A large, silent, hunched creature appears to be fused with a baby Xenomorph along its spine. The little body speaks (to humans) for both, telling irrelevant tales of their homeworld with a name unpronounceable by those of us with just one mouth. There is a lot of weirdness in the game’s epic storyline, but these seem by far the most irrelevant. A corpse described in the Star Wars zombie novel Death Troopers has long been speculated to be a Paaerduag, but I feel these abominations are a horror story unto themselves.

Super Jedi Legal Simulator

Space Court!

Knights of the Old Republic has claimed hundreds of hours of my life and half of this listicle. Sue me. No, really, sue me. On the planet Manaan. Because that’s a thing.

In the midst of chasing down the mythical Star Maps, the player is sidetracked by an ex-Jedi companion’s old friend. He has been accused of murdering a Sith with whom he was having an affair, and he has to stand trial in the Ahto City High Court. At this point, first-time players probably expect that the trial will devolve into violence and you will be forced to protect the defendant with your lightsaber. That is not the case. No, you are his “arbiter,” basically his super-powered criminal defense attorney, and you will depose witnesses and make arguments to either convict or exonerate this guy for potentially hours of precious Sith-slaying time.

It’s high-stakes jury duty in space. Deal with it.

Gungan Frontier’s Very Existence

There have been plenty of Star Wars games centered around being a Jedi, commanding an army, or flying a starfighter. There have even been a few based around the LEGO toys. There’s a Star Wars game about trading the cards. But there has only been one about managing a Gungan ecosystem, and that’s Gungan Frontier. When I’ve brought this up with friends who don’t remember it, they tend to assume I am joking or lying.
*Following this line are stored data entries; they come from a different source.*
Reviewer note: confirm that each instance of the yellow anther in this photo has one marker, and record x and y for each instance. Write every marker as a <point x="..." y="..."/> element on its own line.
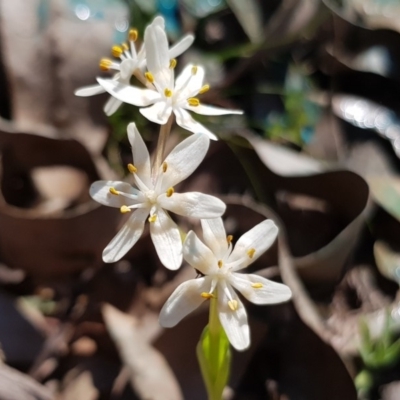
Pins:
<point x="113" y="191"/>
<point x="172" y="63"/>
<point x="204" y="89"/>
<point x="149" y="76"/>
<point x="117" y="51"/>
<point x="233" y="305"/>
<point x="207" y="296"/>
<point x="193" y="101"/>
<point x="133" y="35"/>
<point x="257" y="285"/>
<point x="132" y="169"/>
<point x="251" y="252"/>
<point x="153" y="218"/>
<point x="105" y="64"/>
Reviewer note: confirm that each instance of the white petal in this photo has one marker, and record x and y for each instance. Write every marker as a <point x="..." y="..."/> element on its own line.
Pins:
<point x="129" y="94"/>
<point x="211" y="110"/>
<point x="157" y="113"/>
<point x="185" y="299"/>
<point x="167" y="240"/>
<point x="129" y="234"/>
<point x="127" y="67"/>
<point x="184" y="159"/>
<point x="214" y="236"/>
<point x="89" y="91"/>
<point x="140" y="155"/>
<point x="187" y="83"/>
<point x="100" y="191"/>
<point x="178" y="48"/>
<point x="184" y="120"/>
<point x="112" y="105"/>
<point x="259" y="238"/>
<point x="198" y="255"/>
<point x="234" y="322"/>
<point x="193" y="204"/>
<point x="156" y="44"/>
<point x="270" y="292"/>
The little-known Lucas Learning children’s PC title released in 1999, just days after The Phantom Menace hit cinemas, casts the player as either Queen Amidala or Obi-Wan Kenobi as they work with Boss Nass and Jar Jar to populate a moon of Naboo with plants, animals, and Gungans. In this forerunner of games like Spore (with a rudimentary creature creator and all) with some SimCity mechanics, players must adequately plan every level of a food chain to ensure a thriving ecological balance with adequate resources for the Gungan city taking root. Really. This was done under the guidance of the Kresch, a disgusting but sacred crab thing that somehow contained the sum of all Gungan ecological knowledge.

Bottom left is the Kresch. All hail the Kresch.

The moon was not without its perils, ranging from probe droid malfunctions to moonquakes to sadistic children like me experimenting with how many blasts of the stun laser (ostensibly in the game to help prevent predators from rampaging in areas they were not meant to go) it takes to down a kaadu. If memory serves, it was, like, six, not that we endorse that behavior. I’m just noting for science. And the Kresch.